In November 1941, the regiment was relieved by 2nd S/L Rgt and redeployed to Devon, with RHQ at Bolham, Devon, to take over sites from 88th and 89th S/L Rgts. For example, 485th Bty was deployed from Taunton to Axminster, with eight sites in the 'Indicator Belt' along the coast and 16 SLC sites in the Killer Belt. On 28 November one of its sites was bombed (with no casualties or damage) when it illuminated a hostile aircraft.

By May 1942 the regiment had transferred to 60th AA Bde, and then before October 1942 to 69th AA Bde, both in 8th AA Division in SW England.

At the end of September 1942 the AA Divisions were disbanded, being replaced by new AA Groups more closely aligned with the Groups of Fighter Command. 76th Searchlight Regiment remained in 69th AA Bde, now part of 3 AA Group, coinciding with No. 10 Group RAF covering SW England and South Wales.

==Break-up==
See main article 474th Searchlight Battery, Royal Artillery
On 20 February 1943, 474th S/L Bty ceased to be part of 76th S/L Rgt and became an independent unit training for a mobile role in Operation Overlord, the planned invasion of continental Europe.

The rest of 76th S/L Rgt remained in 69th AA Bde until Spring 1944 when it transferred back to 64th AA Bde.

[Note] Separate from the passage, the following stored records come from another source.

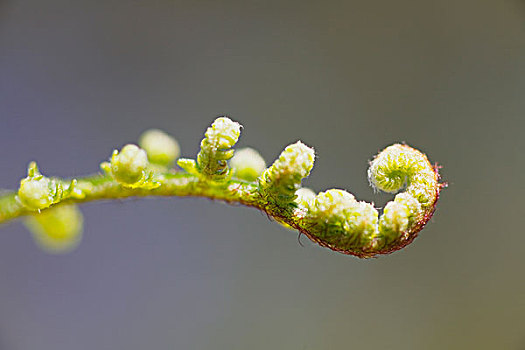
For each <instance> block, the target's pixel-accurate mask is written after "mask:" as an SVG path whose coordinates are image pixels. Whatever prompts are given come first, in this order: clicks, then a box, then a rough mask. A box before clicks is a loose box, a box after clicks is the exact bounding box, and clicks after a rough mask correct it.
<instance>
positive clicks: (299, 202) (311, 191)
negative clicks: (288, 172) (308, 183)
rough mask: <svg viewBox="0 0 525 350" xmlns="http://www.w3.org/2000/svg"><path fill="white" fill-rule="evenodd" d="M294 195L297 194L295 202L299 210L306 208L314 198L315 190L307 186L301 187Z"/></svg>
mask: <svg viewBox="0 0 525 350" xmlns="http://www.w3.org/2000/svg"><path fill="white" fill-rule="evenodd" d="M295 195H296V196H297V197H296V198H295V203H297V207H298V208H299V209H301V210H308V209H309V208H310V206H311V205H312V203H313V201H314V200H315V192H314V191H312V190H311V189H309V188H307V187H301V188H300V189H298V190H297V191H296V192H295Z"/></svg>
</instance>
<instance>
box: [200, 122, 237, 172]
mask: <svg viewBox="0 0 525 350" xmlns="http://www.w3.org/2000/svg"><path fill="white" fill-rule="evenodd" d="M240 135H241V124H239V123H237V122H234V121H232V120H231V119H230V118H227V117H221V118H217V119H215V121H214V122H213V124H212V125H211V126H210V127H209V128H208V130H206V133H205V137H204V139H203V140H202V141H201V150H200V152H199V154H198V155H197V167H198V169H199V171H200V172H201V174H203V175H205V176H209V177H211V178H213V179H214V180H219V179H224V178H225V177H226V176H227V175H228V172H229V169H228V162H227V161H228V160H229V159H230V158H231V157H233V153H234V151H233V149H231V148H232V147H233V146H234V145H235V144H236V143H237V141H238V140H239V136H240Z"/></svg>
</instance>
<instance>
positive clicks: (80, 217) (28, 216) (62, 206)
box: [24, 204, 84, 253]
mask: <svg viewBox="0 0 525 350" xmlns="http://www.w3.org/2000/svg"><path fill="white" fill-rule="evenodd" d="M83 221H84V220H83V216H82V213H81V212H80V210H79V209H78V208H77V206H76V205H74V204H73V205H67V204H64V205H57V206H55V207H52V208H49V209H46V210H44V211H42V212H41V213H35V214H33V215H31V216H28V217H27V218H26V219H25V221H24V223H25V225H26V227H27V228H28V229H29V230H30V231H31V233H32V235H33V239H34V240H35V242H36V243H37V244H38V245H39V246H40V247H41V248H42V249H43V250H44V251H46V252H49V253H65V252H69V251H71V250H73V249H75V248H76V247H77V246H78V244H79V243H80V240H81V238H82V226H83Z"/></svg>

As the threat from the Luftwaffe waned after D Day, the War Office warned in June 1944 that AA Command would have to release manpower to provide reinforcements to 21st Army Group fighting in North West Europe. The run-down began in the autumn: RHQ of 76th S/L Rgt with 485, 492 and 493 S/L Btys commenced disbandment at Woolacombe, North Devon, on 23 September 1944, completing the process on 3 March 1945. 474 (Independent) S/L Bty disbanded on 15 November 1945.